Climbing the mountain, he saw n gods. After observing them, Kratos assessed the strength of each. God number i has the power s[i].
Fighting the gods isn't easy, so after fighting the ith god, Kratos' power t becomes ⌊t / s[i]⌋. When t drops to zero, Kratos dies.
Over time, some nearby gods get tired, and their strength decreases by one. In other words, Kratos receives a request (l, r), which means that for each god i in position l through r, s[i] = max(s[i] − 1, 1).
Kratos comes up with plans as the fight progresses. The plan numbered j is that Kratos will take turns fighting the gods numbered l[j] , l[j + 1], ..., r[j]. The initial strength of Kratos will be equal to x[j]. For each plan, he wants to know if he can survive after it is executed. If Kratos dies, he wants to know which god will deal him the final blow.
Help Kratos and for each plan print the number of the god who will kill Kratos. If Kratos remains alive, then print -1.
Input
The first line contains two integers n and q (1 ≤ n, q ≤ 500000) - the number of gods and the number of requests. The second line contains n integers s[1], s[2], ..., s[n] (1 ≤ s[i] ≤ 10^9) - the powers of the gods. Each of the following q lines contains queries in the following format.
First comes the request type type.
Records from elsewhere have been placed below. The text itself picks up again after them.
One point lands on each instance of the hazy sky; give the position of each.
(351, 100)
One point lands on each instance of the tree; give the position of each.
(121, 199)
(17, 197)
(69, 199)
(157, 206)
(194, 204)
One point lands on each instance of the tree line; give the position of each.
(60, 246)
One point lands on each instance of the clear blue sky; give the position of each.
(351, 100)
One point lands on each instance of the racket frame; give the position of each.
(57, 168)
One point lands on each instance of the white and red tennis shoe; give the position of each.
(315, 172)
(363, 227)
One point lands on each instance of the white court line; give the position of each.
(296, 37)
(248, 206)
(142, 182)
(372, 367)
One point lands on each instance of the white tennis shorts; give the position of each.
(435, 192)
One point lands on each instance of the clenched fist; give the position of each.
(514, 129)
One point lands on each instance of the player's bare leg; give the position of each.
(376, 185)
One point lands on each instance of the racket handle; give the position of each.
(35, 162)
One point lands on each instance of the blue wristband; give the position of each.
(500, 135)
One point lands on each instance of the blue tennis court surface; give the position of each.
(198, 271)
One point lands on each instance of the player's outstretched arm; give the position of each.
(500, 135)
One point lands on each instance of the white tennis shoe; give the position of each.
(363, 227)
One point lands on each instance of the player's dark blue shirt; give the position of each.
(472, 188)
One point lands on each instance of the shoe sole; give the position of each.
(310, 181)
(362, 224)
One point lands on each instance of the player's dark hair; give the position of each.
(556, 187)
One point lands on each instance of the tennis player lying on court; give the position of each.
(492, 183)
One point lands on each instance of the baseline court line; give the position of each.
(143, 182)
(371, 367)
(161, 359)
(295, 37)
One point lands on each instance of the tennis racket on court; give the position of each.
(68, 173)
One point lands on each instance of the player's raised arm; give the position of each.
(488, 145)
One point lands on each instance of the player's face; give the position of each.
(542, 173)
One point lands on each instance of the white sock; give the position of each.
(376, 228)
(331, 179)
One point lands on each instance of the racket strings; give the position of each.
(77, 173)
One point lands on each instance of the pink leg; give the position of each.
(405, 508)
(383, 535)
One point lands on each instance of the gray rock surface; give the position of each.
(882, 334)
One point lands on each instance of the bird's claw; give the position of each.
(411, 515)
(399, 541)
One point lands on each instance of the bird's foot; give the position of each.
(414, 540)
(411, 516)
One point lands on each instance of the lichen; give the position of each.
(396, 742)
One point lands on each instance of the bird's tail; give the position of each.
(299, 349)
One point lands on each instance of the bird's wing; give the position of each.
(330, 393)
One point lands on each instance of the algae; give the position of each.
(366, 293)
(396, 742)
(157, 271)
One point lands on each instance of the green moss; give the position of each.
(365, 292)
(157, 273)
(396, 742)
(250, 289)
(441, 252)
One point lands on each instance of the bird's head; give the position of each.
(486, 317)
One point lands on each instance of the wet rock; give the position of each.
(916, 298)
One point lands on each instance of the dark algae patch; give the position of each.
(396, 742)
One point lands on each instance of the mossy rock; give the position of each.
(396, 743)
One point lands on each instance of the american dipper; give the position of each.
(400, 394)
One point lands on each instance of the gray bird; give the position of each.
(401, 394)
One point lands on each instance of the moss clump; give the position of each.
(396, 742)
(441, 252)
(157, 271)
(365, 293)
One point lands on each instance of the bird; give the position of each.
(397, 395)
If type = 1, then the next line contains two integers l and r (1 ≤ l ≤ r ≤ n), meaning that the power of gods with numbers from l to r has decreased.
If type = 2, then the next line contains three integers l, r, x (1 ≤ l ≤ r ≤ n, 1 ≤ x ≤ 10^9) - the number of the first god, the number of the last god and the initial power of Kratos in the next plan.
Output
After each request of the second type, print the number of the god who will kill Kratos. If after the execution of the plan Kratos remains alive, then print -1.
Examples
Note
In the first query of the first example, Kratos' starting power is 61. After the first battle, it is ⌊61 / 1⌋ = 61. Then it is equal to 30, 10, 5, 1, 1 and 1 respectively.